Cable and Ozias stood waiting with bated breath in the Southern Hotel on Monday morning, January 12, while Mark, enraged by the necessity for rising in time to catch a train at 9:40, attacked a refractory window shutter. Ozias noted in his diary that Mark won the bout. (pg 41-42 Cardwell)
Clemens and Cable stayed with Sam's relatives by marriage, the widow of Erasmus Mason Moffett and her daughters. (pg 42 Cardwell)
Packed house.
There are two contrasting reviews of this show at Touring with Cable and HuckOne from The Quincy Daily Herald 1885: January 13, which is very positive; and the second from The (Quincy) Daily Journal 1885: January 13, which is not so positive.
"To our notion the biggest part of the show was Mark Twain himself. And when a man says "I saw Mark Twain last night," he has said the largest thing that can be said about the whole affair. Mark Twain is a famous character -- and there is something in human nature that makes us wish to see famous characters.

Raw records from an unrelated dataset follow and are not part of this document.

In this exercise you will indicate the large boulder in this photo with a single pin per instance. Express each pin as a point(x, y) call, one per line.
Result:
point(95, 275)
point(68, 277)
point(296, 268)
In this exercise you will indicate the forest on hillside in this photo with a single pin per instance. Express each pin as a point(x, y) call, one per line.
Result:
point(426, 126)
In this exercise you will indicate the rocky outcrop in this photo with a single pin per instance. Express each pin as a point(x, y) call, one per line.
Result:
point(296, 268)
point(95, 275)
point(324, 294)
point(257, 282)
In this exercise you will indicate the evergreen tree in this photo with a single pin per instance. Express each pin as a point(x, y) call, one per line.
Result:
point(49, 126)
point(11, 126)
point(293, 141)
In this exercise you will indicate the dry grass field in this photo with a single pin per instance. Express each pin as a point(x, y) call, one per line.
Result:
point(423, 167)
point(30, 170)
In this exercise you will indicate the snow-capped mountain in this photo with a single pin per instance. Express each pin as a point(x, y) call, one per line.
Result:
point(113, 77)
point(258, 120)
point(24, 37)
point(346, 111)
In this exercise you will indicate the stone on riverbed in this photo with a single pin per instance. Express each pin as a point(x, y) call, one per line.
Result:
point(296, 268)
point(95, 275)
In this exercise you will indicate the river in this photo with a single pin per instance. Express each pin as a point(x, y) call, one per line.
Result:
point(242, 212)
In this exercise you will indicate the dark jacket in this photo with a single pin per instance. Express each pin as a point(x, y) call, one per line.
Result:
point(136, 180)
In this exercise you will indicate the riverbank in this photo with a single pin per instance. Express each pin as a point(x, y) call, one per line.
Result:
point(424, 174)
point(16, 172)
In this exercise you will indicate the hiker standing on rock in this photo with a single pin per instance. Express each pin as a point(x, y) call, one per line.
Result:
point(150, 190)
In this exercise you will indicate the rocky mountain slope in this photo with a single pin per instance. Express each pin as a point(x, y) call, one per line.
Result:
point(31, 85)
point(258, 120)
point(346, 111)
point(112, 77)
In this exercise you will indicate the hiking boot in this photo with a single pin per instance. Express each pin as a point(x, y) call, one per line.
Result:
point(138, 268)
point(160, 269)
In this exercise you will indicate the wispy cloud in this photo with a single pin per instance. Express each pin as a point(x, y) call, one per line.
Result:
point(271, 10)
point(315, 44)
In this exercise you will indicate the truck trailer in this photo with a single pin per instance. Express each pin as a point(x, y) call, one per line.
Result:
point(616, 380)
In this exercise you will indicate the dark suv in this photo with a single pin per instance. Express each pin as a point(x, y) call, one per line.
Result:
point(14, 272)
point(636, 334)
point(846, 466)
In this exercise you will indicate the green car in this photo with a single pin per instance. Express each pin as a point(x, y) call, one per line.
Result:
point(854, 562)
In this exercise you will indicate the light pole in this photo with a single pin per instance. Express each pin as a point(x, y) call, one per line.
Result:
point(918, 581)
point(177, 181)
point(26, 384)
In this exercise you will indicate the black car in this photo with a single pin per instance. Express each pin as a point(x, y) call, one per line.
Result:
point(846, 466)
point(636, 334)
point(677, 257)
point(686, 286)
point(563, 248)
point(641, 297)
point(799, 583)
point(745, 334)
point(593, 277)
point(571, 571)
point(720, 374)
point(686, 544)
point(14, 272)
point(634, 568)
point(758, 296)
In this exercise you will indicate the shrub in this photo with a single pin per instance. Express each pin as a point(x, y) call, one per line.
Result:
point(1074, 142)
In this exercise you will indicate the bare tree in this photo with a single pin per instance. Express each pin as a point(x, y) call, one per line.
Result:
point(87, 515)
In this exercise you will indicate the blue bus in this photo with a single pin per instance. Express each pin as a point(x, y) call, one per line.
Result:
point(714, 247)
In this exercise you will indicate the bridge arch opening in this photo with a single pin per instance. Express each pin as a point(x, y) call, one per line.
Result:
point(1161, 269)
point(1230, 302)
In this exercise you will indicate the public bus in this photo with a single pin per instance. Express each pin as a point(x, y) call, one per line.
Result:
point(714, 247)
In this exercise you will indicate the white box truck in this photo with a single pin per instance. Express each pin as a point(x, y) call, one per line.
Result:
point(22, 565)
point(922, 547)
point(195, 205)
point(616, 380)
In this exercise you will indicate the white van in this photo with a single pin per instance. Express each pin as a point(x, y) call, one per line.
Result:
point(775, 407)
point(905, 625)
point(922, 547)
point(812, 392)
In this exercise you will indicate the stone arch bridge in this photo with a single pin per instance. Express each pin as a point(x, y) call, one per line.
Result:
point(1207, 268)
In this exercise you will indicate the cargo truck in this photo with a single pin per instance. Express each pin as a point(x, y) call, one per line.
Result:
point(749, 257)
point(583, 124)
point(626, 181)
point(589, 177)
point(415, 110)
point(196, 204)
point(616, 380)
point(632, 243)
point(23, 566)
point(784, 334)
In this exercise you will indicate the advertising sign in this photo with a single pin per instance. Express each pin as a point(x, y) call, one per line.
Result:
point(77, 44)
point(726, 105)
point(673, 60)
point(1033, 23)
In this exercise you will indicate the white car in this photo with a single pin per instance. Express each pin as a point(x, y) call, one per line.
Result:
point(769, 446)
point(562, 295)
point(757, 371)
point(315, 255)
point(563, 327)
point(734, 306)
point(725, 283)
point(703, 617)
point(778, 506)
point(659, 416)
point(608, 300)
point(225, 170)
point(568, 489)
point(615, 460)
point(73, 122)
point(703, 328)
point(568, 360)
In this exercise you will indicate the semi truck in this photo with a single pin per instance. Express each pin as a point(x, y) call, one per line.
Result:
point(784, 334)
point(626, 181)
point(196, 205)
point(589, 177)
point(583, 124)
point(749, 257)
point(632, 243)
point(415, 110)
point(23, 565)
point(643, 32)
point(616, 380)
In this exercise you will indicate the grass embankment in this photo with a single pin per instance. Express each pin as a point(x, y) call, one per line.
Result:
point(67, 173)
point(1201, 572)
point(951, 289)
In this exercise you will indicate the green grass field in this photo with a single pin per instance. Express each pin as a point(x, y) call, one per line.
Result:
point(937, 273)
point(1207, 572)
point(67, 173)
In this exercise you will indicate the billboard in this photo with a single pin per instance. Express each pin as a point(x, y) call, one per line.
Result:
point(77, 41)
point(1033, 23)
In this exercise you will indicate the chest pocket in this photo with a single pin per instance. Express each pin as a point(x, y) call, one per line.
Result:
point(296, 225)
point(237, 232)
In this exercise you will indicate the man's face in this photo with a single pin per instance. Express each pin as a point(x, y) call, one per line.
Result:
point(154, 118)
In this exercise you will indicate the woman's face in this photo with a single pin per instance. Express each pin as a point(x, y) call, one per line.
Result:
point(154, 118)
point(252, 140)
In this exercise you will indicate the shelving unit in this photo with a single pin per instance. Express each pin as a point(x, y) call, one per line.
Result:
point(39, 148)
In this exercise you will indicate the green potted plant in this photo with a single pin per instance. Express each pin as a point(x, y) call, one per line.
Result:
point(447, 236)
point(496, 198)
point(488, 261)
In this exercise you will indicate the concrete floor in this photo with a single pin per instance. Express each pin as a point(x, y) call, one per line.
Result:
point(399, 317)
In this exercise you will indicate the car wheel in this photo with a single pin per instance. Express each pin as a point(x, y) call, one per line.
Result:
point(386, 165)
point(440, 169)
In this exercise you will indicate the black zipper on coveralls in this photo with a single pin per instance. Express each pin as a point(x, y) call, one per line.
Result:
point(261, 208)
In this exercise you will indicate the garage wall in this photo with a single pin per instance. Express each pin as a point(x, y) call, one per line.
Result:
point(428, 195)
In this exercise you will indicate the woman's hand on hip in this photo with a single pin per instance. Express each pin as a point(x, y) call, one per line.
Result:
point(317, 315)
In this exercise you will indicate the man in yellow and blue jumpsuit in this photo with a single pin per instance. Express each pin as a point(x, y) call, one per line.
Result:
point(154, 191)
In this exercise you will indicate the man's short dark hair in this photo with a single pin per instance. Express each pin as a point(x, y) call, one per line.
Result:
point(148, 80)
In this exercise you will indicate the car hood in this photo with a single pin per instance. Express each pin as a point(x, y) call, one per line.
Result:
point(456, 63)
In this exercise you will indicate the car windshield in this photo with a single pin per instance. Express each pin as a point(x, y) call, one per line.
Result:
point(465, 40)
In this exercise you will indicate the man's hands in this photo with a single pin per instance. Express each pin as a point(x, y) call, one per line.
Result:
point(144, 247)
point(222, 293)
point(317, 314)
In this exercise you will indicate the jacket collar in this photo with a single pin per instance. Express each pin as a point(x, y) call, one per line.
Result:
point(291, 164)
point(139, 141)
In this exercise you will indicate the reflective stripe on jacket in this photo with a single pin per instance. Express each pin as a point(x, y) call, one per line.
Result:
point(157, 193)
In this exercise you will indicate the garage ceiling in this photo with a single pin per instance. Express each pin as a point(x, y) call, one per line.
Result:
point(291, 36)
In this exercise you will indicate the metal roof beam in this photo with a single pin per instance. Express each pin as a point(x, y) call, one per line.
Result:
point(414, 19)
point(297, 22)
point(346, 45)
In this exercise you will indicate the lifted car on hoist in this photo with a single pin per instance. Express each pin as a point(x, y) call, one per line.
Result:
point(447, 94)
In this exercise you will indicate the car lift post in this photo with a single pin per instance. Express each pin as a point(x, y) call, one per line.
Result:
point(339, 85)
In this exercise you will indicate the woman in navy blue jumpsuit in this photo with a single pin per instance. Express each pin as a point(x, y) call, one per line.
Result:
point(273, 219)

We cannot conscientiously set a very high estimate upon the Twain-Cable entertainment. To see Mark Twain is an event in itself; but no one would particularly care to hear the Twain-Cable entertainment repeated. Little, plain, simple, unpretending Bob Burdette gave an entertainment at our opera house one night all by himself that discounted the Twain-Cable entertainment one thousand per cent. Bob's lecture was rich in wit and humor, and rich in pathos. It was a feast of rich things."
Railroads: Keokuk, North Western
It appears that the route to Quincy would be along the St. Louis, Keokuk and Northwestern Railroad to a point on the west side of the Mississippi River, across from Quincy. A bridge across the river connected with the city.
The first structure at this location was completed at ten AM on November 7, 1868 when bridge engineer Thomas C. Clarke tested the structure with the crossing of locomotive engines. The bridge and a total of two miles of track formed a new connection between the Chicago, Burlington and Quincy Railroad and the Hannibal and St. Joseph Railroad. Built by the Quincy Bridge Company and its president Nathaniel Bushnell, the bridge was a swing span, wrought iron Pratt truss which cost $1,500,000.[3] The 362-foot long swing truss created two spans of 181 feet. Sixteen fixed spans using a Whipple truss complete the river crossing to make the bridge 3,189 feet long (2 spans at 250 feet, three spans at 200 feet, and eleven spans at 157 feet). A second bridge across Quincy Bay (the waterway between present-day Quinsippi Island and the city of Quincy) included another draw span.[4][5]